Safety and health FAQ
Is scuba diving safe?
You’re more likely to die while jogging. So, stay safe and go scuba diving instead!
Seriously, scuba diving is generally a safe and low-risk sport. However, like literally any activity in life, it does carry some risk. The majority of injuries and deaths are due to diver error, so it is important to get a proper diving education and follow the rules you learned in your course. Divers with health issues are also at a higher risk, so if you have any medical issues, see your doctor to check if you can go diving.
Why do I need a medical certificate signed by my doctor?
If you want to do a PADI recreational course you need to have a medical certificate signed by your physician in the past 24 months. If you want to do a PADI professional course or TEC course, you need to have a medical certificate signed by your physician in the past 12 months.
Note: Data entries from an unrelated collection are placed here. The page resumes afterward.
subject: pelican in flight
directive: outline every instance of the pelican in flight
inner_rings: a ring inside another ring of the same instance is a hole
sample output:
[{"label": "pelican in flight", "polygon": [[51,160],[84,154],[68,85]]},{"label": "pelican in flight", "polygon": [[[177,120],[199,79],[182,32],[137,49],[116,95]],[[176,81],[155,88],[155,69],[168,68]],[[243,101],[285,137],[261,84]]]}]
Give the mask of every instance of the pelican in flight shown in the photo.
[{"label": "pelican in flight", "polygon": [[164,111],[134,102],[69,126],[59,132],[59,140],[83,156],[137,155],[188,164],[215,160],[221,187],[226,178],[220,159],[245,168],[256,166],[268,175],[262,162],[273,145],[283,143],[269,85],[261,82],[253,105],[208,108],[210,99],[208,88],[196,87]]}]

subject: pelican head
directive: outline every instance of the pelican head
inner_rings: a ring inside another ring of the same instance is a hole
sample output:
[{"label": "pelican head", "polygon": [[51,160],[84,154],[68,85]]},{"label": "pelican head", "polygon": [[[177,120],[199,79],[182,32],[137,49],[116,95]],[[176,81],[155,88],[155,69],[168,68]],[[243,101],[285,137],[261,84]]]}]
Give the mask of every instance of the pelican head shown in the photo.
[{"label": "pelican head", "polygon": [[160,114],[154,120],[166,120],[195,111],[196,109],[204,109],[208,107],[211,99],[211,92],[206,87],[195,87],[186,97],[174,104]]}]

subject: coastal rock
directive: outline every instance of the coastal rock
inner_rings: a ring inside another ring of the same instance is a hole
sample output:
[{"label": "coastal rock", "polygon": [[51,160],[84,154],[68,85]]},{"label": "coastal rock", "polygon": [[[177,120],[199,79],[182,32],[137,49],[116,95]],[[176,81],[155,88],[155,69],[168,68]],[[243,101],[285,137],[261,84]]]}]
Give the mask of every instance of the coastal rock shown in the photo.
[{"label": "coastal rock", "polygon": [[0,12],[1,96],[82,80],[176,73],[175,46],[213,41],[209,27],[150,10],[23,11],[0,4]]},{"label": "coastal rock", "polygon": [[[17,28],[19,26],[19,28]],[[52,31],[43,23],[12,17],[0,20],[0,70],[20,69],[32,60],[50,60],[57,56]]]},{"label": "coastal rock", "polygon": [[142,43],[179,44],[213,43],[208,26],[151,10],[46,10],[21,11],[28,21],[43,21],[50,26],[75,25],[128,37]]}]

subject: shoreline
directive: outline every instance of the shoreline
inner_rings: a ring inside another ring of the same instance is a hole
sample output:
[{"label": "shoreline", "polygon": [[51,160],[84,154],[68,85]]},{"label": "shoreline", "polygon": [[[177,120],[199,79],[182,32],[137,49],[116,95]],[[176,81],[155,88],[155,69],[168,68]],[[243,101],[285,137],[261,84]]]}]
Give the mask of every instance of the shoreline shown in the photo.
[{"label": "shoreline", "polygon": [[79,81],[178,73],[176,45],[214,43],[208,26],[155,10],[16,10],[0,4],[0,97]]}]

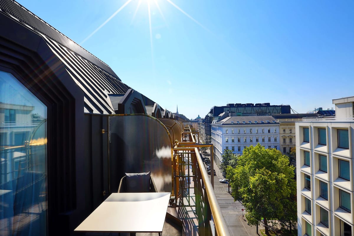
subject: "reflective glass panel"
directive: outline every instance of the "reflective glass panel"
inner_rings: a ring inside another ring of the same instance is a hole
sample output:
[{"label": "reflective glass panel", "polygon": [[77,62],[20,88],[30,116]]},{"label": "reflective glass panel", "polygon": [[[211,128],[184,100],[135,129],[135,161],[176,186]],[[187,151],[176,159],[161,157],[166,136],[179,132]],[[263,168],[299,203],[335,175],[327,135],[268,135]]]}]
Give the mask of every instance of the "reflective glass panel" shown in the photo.
[{"label": "reflective glass panel", "polygon": [[347,129],[338,129],[338,146],[349,148],[349,136]]},{"label": "reflective glass panel", "polygon": [[308,236],[312,236],[312,228],[310,224],[306,221],[306,233]]},{"label": "reflective glass panel", "polygon": [[303,128],[304,131],[304,142],[309,142],[310,133],[309,132],[309,128]]},{"label": "reflective glass panel", "polygon": [[305,210],[311,214],[311,200],[305,198]]},{"label": "reflective glass panel", "polygon": [[324,182],[320,181],[320,196],[328,199],[328,185]]},{"label": "reflective glass panel", "polygon": [[339,194],[340,197],[341,207],[350,212],[350,195],[346,192],[339,190]]},{"label": "reflective glass panel", "polygon": [[46,235],[46,107],[0,71],[0,235]]},{"label": "reflective glass panel", "polygon": [[322,207],[321,208],[321,223],[328,227],[328,212]]},{"label": "reflective glass panel", "polygon": [[320,159],[320,169],[327,172],[327,157],[323,155],[319,155]]},{"label": "reflective glass panel", "polygon": [[350,171],[349,167],[349,162],[343,160],[338,160],[339,164],[339,177],[350,180]]},{"label": "reflective glass panel", "polygon": [[306,151],[304,151],[305,165],[310,166],[310,152]]},{"label": "reflective glass panel", "polygon": [[318,143],[320,144],[326,145],[327,141],[326,138],[326,129],[318,129]]},{"label": "reflective glass panel", "polygon": [[305,175],[305,188],[311,190],[311,177],[307,174]]}]

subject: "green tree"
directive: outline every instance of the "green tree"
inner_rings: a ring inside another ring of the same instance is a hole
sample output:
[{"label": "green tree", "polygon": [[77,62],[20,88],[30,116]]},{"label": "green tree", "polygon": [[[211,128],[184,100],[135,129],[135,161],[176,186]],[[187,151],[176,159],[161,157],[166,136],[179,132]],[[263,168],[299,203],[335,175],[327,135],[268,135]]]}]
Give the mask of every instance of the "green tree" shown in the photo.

This is for your own safety. Diving is generally not a dangerous sport, but if you have any health issues then you might be putting yourself at risk. A physician needs to confirm that you have no medical conditions incompatible with diving.
It is possible to do get a medical certificate at the local hospital, but you can expect to pay a fee.
I already have a medical certificate for another sport. Is that valid?
No, just because you can go sky diving, doesn’t mean you can go scuba diving. The medical certificate that is required for diving needs to specifically state that you have no medical conditions that are incompatible with diving.
Why do I need to sign a medical statement?
A medical statement needs to be signed before a DSD, Bubblemaker or Scuba review. The statement consists of some basic questions about your health and by signing it you are confirming you have no medical issues incompatible with diving. Above all, this is for your own safety.
If your answers on the questionnaire indicate that you might have health issues and you don’t have a medical certificate signed by your doctor, you can go to the local physician to do a check-up and see if you are okay to dive. If you go to the local hospital, you will have to pay a fee.